Digital video technology is along with the fast development of Internet and mobile communication has obtained increasingly extensive application, but containing much information of digital video information, bandwidth requirement height to transmission network, so generally digital video signal is carried out compressed encoding earlier before storage or transmission, so that save the memory space and the network bandwidth.

Forming stereoscopic vision needs the digital video of two passages at least, present auto-stereoscopic display supports a plurality of spectators to watch simultaneously, its a plurality of stereos copic viewing points (three-dimensional viewpoint) require the digital video of a plurality of passages of input, therefore a kind of good decoding method need be considered the picture quality behind compression ratio, the decoding and rebuilding, a plurality of factors such as stereoscopic vision experience of spectators, under band-limited restriction, obtain the balance of compression ratio and three-dimensional view-point image quality.

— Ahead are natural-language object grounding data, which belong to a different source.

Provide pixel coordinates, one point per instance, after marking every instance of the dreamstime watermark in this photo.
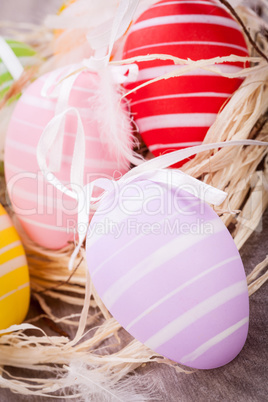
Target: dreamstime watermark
(132, 227)
(32, 195)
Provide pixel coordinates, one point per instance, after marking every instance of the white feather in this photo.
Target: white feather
(87, 384)
(114, 120)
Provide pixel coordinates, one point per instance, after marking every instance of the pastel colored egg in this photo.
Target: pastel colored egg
(168, 270)
(26, 55)
(14, 275)
(176, 113)
(49, 216)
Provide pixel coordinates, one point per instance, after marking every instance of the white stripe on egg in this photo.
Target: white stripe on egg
(192, 315)
(155, 260)
(186, 19)
(176, 120)
(178, 289)
(213, 341)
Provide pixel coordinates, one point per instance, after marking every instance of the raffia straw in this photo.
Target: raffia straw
(234, 170)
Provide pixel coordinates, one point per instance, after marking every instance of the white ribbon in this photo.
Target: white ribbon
(59, 86)
(10, 60)
(150, 170)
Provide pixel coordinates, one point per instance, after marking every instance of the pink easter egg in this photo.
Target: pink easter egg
(48, 216)
(177, 113)
(168, 270)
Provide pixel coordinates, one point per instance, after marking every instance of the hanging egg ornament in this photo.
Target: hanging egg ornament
(168, 270)
(176, 113)
(14, 275)
(48, 216)
(27, 57)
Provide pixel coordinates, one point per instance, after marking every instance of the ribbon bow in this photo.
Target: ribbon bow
(59, 87)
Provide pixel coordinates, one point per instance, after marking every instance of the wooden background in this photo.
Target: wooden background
(244, 379)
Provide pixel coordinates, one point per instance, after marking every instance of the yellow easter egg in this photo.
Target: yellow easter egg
(14, 275)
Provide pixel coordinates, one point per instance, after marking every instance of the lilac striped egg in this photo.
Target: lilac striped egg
(167, 269)
(48, 216)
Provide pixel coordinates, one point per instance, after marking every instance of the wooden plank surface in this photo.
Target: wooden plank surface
(244, 379)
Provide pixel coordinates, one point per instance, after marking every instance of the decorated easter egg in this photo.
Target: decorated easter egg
(177, 112)
(49, 216)
(27, 57)
(14, 275)
(168, 270)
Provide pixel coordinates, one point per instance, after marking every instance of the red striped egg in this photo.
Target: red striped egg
(48, 216)
(176, 113)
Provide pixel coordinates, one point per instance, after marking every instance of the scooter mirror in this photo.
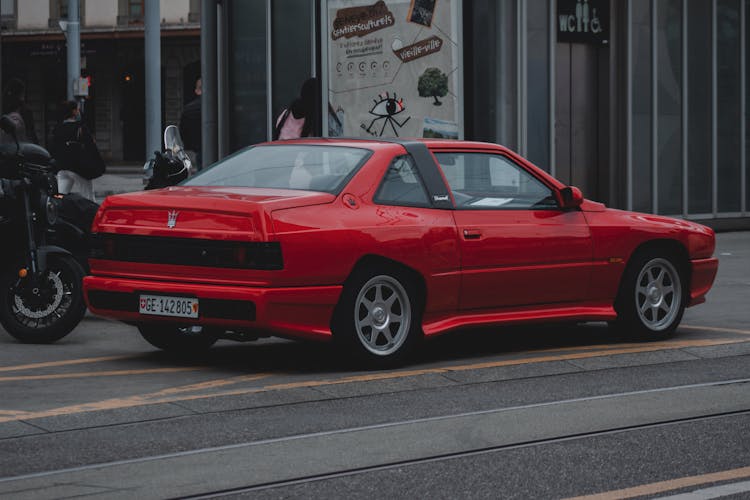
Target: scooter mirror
(172, 139)
(8, 126)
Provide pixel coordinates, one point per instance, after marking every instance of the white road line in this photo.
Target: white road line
(723, 490)
(352, 430)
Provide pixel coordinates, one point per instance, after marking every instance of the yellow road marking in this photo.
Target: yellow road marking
(716, 329)
(67, 362)
(110, 373)
(673, 484)
(173, 394)
(132, 401)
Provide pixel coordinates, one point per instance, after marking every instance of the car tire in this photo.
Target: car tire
(652, 297)
(177, 339)
(378, 319)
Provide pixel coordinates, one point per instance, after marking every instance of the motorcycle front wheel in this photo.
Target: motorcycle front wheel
(45, 311)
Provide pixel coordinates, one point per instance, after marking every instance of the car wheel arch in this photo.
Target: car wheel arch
(373, 261)
(370, 262)
(674, 250)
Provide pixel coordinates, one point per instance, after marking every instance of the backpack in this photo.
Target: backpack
(78, 153)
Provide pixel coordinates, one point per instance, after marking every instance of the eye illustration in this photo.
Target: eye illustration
(387, 105)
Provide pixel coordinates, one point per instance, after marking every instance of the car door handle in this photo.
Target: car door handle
(472, 234)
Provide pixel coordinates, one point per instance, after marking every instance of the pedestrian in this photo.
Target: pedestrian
(76, 153)
(190, 124)
(298, 119)
(14, 101)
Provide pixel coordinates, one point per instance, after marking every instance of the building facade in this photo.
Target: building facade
(641, 103)
(112, 56)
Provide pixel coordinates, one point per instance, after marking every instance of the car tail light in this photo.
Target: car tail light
(187, 251)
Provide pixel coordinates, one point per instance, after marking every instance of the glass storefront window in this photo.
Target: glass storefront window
(538, 77)
(247, 73)
(669, 104)
(641, 99)
(699, 108)
(292, 56)
(728, 112)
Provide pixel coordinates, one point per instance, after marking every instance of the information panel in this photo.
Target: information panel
(394, 68)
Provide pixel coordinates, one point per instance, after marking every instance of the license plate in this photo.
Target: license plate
(163, 305)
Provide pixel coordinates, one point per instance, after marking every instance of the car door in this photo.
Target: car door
(518, 247)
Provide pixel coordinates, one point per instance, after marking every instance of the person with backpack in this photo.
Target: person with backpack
(75, 151)
(298, 119)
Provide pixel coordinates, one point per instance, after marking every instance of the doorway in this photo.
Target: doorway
(133, 112)
(579, 135)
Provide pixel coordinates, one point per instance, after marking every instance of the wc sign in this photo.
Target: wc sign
(583, 21)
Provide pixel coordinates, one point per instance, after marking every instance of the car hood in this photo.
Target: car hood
(229, 213)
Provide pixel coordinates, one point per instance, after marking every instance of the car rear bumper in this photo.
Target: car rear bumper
(288, 312)
(703, 273)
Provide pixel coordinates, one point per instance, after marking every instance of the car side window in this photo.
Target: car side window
(491, 181)
(402, 185)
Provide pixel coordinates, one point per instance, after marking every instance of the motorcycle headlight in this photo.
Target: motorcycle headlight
(51, 209)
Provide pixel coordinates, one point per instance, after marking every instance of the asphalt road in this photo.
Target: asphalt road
(536, 412)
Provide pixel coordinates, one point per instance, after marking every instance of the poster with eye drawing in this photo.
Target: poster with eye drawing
(394, 68)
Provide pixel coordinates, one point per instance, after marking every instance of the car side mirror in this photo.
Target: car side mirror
(7, 126)
(571, 197)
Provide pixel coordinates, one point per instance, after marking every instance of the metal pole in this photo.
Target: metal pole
(209, 77)
(74, 48)
(152, 45)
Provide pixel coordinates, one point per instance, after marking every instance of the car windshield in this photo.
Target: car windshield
(294, 166)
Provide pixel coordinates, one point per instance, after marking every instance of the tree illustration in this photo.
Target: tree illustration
(433, 83)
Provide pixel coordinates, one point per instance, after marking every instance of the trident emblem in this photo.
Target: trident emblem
(172, 218)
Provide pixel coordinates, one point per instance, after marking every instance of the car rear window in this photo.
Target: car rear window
(294, 166)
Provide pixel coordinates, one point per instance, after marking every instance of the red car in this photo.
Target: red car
(378, 243)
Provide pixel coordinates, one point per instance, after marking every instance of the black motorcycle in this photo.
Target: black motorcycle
(41, 297)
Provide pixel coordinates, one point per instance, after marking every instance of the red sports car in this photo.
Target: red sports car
(378, 243)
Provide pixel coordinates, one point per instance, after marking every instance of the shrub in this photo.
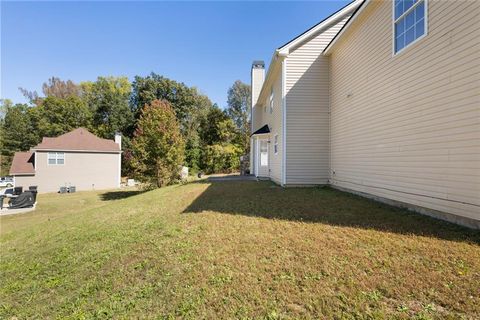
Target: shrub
(221, 158)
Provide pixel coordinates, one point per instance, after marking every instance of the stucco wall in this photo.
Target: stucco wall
(85, 171)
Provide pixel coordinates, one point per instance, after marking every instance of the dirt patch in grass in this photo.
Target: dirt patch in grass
(235, 250)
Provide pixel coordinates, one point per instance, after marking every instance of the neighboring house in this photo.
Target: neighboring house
(381, 99)
(78, 158)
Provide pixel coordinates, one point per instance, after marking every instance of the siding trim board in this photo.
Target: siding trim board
(284, 124)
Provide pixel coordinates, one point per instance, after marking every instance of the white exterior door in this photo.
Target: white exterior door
(262, 158)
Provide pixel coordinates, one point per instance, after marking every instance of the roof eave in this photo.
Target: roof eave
(286, 48)
(271, 70)
(328, 49)
(73, 150)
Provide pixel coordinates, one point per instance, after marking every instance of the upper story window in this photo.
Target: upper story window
(410, 22)
(56, 158)
(271, 100)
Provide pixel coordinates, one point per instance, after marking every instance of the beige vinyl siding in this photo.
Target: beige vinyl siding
(85, 171)
(308, 114)
(274, 120)
(407, 127)
(275, 124)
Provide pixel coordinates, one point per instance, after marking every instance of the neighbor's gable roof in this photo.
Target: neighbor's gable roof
(22, 163)
(346, 26)
(78, 140)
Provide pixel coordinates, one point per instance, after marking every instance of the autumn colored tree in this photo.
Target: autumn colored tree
(157, 146)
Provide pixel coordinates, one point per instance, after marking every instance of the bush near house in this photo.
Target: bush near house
(222, 158)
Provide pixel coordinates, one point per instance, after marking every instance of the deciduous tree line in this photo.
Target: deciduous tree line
(164, 123)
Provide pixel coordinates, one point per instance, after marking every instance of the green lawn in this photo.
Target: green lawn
(234, 250)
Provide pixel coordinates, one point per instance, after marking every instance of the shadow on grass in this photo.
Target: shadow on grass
(117, 195)
(322, 205)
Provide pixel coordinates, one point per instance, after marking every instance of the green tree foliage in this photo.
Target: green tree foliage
(17, 132)
(108, 100)
(56, 116)
(154, 87)
(217, 127)
(157, 146)
(220, 153)
(224, 158)
(239, 106)
(54, 87)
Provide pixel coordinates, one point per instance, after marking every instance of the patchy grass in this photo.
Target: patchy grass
(234, 250)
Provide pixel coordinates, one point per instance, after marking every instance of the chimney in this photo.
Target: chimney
(118, 139)
(258, 76)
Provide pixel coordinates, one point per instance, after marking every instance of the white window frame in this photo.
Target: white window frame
(275, 144)
(394, 21)
(272, 96)
(56, 158)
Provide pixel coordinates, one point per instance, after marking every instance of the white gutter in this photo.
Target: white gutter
(71, 150)
(359, 10)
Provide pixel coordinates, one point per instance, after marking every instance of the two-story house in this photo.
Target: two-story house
(381, 99)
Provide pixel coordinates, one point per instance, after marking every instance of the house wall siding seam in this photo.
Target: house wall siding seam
(406, 127)
(307, 115)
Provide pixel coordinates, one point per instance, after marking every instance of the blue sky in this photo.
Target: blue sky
(204, 44)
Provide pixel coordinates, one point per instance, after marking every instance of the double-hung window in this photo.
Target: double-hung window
(56, 158)
(271, 100)
(409, 22)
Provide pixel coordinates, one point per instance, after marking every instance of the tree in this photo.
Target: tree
(154, 87)
(54, 87)
(108, 99)
(56, 116)
(239, 105)
(189, 105)
(157, 146)
(217, 127)
(17, 132)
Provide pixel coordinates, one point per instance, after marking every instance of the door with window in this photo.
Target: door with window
(262, 158)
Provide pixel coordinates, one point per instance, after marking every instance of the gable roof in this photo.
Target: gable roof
(22, 163)
(284, 50)
(352, 18)
(78, 140)
(319, 27)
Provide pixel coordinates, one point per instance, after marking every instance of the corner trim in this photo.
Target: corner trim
(284, 122)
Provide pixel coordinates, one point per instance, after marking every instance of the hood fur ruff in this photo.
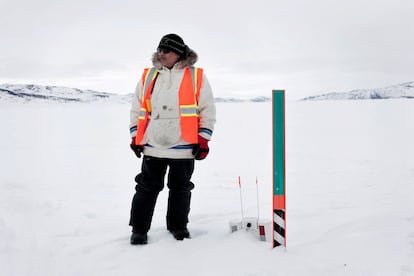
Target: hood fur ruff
(189, 60)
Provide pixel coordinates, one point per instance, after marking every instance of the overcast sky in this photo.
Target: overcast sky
(247, 48)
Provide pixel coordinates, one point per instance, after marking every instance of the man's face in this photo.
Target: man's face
(167, 57)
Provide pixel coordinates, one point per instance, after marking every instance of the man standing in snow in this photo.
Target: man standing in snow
(172, 119)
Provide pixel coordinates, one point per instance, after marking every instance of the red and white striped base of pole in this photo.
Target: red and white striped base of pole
(279, 236)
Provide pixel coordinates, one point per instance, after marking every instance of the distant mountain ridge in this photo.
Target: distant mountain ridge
(403, 90)
(24, 93)
(27, 93)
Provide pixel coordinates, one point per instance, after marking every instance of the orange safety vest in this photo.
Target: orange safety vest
(188, 103)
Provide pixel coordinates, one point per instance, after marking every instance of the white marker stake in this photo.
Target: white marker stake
(241, 198)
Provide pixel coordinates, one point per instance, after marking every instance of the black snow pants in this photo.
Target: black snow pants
(151, 181)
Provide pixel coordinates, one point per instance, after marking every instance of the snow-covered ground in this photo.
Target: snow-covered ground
(67, 179)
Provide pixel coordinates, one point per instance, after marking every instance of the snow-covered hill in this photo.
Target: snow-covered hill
(403, 90)
(39, 93)
(25, 93)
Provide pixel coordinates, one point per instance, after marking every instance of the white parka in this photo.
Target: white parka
(162, 137)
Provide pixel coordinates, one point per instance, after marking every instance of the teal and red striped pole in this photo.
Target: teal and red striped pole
(279, 169)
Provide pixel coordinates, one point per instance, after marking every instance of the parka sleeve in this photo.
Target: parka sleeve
(207, 110)
(135, 109)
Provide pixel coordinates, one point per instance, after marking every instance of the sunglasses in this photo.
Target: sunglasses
(164, 50)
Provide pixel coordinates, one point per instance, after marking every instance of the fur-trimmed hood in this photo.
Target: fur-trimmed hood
(189, 59)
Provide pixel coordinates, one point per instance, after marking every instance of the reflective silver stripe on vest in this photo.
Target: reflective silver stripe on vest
(142, 113)
(190, 110)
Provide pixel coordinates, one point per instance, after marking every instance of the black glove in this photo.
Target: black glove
(201, 149)
(137, 149)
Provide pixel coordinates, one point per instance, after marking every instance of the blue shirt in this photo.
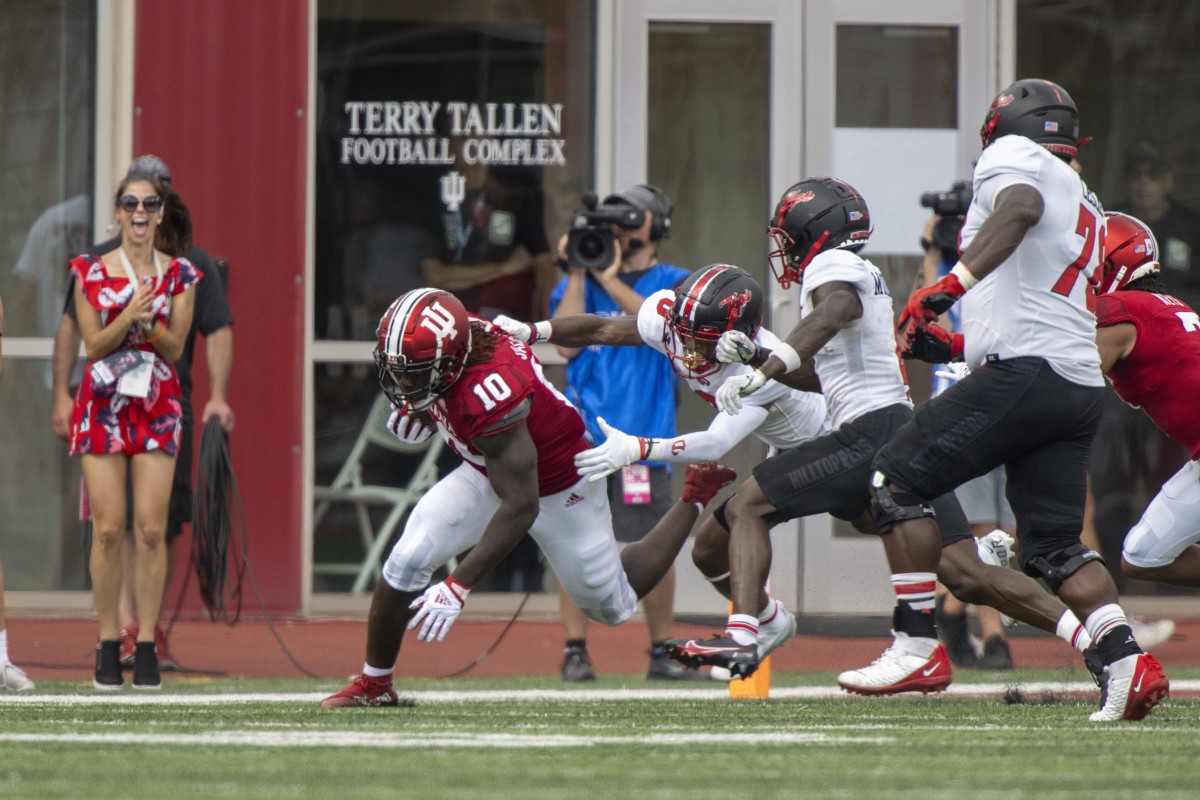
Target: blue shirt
(631, 388)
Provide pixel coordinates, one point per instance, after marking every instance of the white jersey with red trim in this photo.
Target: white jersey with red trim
(791, 416)
(861, 370)
(485, 397)
(1039, 301)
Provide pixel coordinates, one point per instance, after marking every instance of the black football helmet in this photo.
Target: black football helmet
(815, 215)
(1038, 109)
(713, 300)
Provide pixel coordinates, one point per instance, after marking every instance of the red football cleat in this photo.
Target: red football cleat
(365, 691)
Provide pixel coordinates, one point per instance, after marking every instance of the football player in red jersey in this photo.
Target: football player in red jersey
(517, 437)
(1150, 349)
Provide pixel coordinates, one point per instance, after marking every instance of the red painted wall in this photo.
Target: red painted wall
(220, 92)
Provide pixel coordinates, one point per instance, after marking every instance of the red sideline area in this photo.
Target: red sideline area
(63, 649)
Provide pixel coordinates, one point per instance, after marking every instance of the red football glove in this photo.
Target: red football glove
(924, 305)
(930, 342)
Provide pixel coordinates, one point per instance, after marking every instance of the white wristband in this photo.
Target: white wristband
(964, 275)
(787, 354)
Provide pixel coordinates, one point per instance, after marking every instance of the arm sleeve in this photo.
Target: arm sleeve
(723, 433)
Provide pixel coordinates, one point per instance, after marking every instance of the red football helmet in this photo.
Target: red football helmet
(423, 343)
(1129, 252)
(713, 300)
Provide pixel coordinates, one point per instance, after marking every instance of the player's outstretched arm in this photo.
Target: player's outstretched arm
(575, 331)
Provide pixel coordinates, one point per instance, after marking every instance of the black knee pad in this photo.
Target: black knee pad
(889, 507)
(1057, 566)
(719, 515)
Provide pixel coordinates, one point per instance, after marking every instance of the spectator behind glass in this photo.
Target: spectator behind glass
(214, 320)
(11, 677)
(495, 256)
(1151, 181)
(598, 385)
(135, 311)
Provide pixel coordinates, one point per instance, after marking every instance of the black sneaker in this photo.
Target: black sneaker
(108, 666)
(742, 660)
(996, 654)
(663, 667)
(955, 633)
(145, 667)
(577, 666)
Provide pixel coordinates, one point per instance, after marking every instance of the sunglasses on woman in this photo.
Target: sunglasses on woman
(130, 204)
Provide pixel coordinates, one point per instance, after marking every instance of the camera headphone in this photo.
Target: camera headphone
(651, 199)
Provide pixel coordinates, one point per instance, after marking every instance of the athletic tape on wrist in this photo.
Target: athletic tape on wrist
(787, 354)
(963, 272)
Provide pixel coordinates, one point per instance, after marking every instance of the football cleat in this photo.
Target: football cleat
(1135, 685)
(900, 669)
(129, 639)
(742, 660)
(13, 679)
(576, 666)
(705, 480)
(997, 548)
(364, 691)
(1151, 633)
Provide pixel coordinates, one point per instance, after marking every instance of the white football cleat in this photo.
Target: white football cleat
(901, 668)
(1134, 685)
(1151, 633)
(13, 679)
(999, 549)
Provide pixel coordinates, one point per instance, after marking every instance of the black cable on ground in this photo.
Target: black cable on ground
(219, 537)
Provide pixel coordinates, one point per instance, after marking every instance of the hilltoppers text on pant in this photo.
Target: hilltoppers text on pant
(407, 132)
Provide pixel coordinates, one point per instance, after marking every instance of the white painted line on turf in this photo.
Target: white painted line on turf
(456, 740)
(1179, 689)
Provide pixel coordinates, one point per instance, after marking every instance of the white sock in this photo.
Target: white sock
(376, 672)
(1105, 618)
(1073, 632)
(743, 629)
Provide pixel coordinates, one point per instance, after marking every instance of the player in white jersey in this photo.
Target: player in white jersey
(846, 338)
(1032, 241)
(684, 325)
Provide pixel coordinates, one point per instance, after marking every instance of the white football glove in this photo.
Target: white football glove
(516, 329)
(407, 428)
(438, 608)
(953, 372)
(618, 449)
(729, 396)
(735, 347)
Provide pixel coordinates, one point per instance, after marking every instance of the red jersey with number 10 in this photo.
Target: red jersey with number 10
(1162, 374)
(486, 394)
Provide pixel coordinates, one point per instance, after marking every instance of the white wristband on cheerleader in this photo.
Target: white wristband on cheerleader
(787, 354)
(964, 275)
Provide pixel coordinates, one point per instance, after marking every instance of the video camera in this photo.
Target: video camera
(589, 241)
(949, 205)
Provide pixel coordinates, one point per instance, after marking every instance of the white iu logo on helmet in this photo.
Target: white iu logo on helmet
(439, 320)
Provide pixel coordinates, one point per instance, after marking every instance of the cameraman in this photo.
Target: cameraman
(633, 389)
(983, 498)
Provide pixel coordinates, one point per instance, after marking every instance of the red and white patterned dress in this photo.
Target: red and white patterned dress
(102, 420)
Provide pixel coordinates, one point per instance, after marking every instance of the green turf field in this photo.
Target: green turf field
(531, 738)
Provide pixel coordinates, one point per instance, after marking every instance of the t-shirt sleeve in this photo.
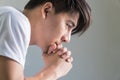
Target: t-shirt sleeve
(14, 37)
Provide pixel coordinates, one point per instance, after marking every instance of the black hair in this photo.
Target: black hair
(70, 6)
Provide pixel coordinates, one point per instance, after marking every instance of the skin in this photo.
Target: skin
(48, 31)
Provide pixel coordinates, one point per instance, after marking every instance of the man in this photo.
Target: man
(47, 24)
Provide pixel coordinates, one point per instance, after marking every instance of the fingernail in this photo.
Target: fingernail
(51, 49)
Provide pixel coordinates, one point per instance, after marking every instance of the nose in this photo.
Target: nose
(66, 38)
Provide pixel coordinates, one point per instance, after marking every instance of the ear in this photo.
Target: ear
(47, 9)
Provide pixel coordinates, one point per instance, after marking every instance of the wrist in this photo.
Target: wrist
(48, 73)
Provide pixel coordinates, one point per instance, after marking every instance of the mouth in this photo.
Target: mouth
(55, 44)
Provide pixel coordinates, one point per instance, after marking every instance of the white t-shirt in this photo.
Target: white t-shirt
(14, 34)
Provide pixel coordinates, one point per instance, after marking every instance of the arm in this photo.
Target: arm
(11, 70)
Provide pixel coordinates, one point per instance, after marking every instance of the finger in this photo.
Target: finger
(70, 59)
(51, 48)
(63, 50)
(66, 55)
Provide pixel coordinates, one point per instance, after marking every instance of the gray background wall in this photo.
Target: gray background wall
(96, 53)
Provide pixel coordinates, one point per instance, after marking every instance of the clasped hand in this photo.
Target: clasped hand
(59, 58)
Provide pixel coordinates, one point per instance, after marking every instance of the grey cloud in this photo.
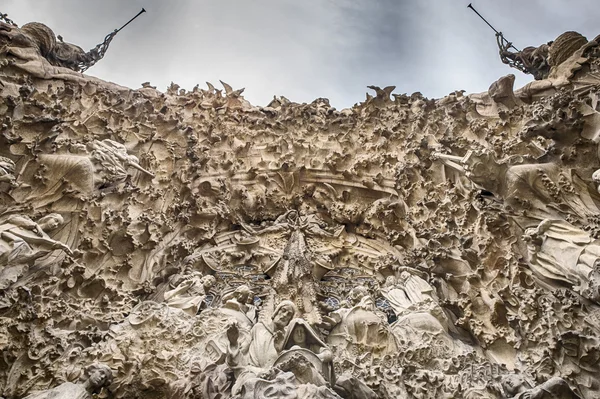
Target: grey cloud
(308, 49)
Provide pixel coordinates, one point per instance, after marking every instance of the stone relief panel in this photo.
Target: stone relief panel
(188, 244)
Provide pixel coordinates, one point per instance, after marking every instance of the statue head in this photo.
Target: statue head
(208, 282)
(98, 375)
(299, 335)
(404, 276)
(242, 294)
(514, 384)
(284, 313)
(390, 281)
(50, 222)
(358, 293)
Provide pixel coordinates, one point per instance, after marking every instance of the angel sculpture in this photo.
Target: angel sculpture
(293, 276)
(98, 376)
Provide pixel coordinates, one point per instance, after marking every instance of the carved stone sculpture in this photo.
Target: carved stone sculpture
(200, 246)
(190, 293)
(98, 376)
(560, 252)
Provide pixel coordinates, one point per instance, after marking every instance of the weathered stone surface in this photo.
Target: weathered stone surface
(200, 246)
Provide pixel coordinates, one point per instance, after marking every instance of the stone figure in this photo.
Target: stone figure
(533, 60)
(266, 343)
(7, 170)
(515, 387)
(42, 39)
(529, 187)
(97, 377)
(22, 240)
(360, 325)
(561, 253)
(300, 335)
(189, 295)
(239, 304)
(113, 159)
(267, 336)
(294, 277)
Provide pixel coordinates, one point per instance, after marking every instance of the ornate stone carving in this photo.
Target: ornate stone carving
(200, 246)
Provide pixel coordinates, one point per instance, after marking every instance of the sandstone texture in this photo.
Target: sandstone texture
(189, 244)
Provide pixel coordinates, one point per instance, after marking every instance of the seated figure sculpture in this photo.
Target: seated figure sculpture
(98, 376)
(558, 252)
(360, 325)
(303, 347)
(238, 304)
(266, 343)
(23, 240)
(189, 295)
(515, 387)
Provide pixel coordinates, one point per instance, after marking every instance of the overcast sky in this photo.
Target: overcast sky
(305, 49)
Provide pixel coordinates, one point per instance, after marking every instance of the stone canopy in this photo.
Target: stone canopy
(189, 244)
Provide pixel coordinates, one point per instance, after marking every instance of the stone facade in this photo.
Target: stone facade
(192, 245)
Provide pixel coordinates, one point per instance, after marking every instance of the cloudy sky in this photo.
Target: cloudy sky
(305, 49)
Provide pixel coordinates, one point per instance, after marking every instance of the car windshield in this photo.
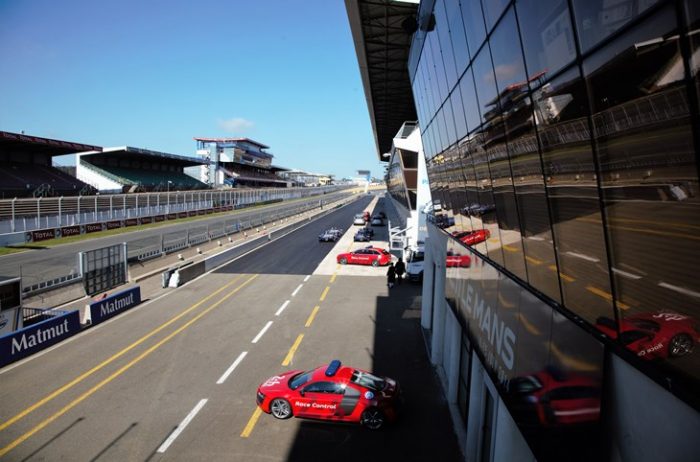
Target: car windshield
(368, 380)
(299, 380)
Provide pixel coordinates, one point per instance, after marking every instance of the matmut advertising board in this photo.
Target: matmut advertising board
(29, 340)
(104, 309)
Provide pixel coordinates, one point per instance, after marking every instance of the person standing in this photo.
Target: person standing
(399, 269)
(390, 275)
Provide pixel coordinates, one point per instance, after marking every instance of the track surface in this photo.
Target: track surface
(175, 378)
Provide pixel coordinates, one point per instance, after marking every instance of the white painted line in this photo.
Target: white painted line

At present many (two) passage digital video is carried out Methods for Coding and be broadly divided into four classes, the first kind is based on the MPEG video encoding standard, second class is based on deep image rendering (DIBR, Depth-Image-BasedRendering) technology, the 3rd class is based on object coding, and the 4th class is based on three-dimensional grid technology (3D mesh).

First kind method is based on the MPEG video encoding standard.

The MVP of MPEG-2 (Multi-View Profile) uses time domain telescopic tool (TS, TemporalScalability tool), and the support to two-channel digital video (three-dimensional video-frequency) coding is provided.MVP uses a kind of double-deck coding structure, and as basic layer, right viewpoint passage is as enhancement layer with left viewpoint passage.Referring to: X.Chen and A.Luthra, MPEG-2 Multi-View Profile and its application in 3DTV, in proceedings of SPIE, vol.3021, pp.212-223,1997.Adopt MVP to carry out the coding of multi-channel digital video, its picture frame predict is similar to the multi-vision-point encoding standard (MVC that is studying in the world at present, Muiti-view Video Coding) picture frame predict, but because MVP adopts Moving Picture Experts Group-2 as coding tools, its code efficiency less than present video coding international standard H.264/AVC.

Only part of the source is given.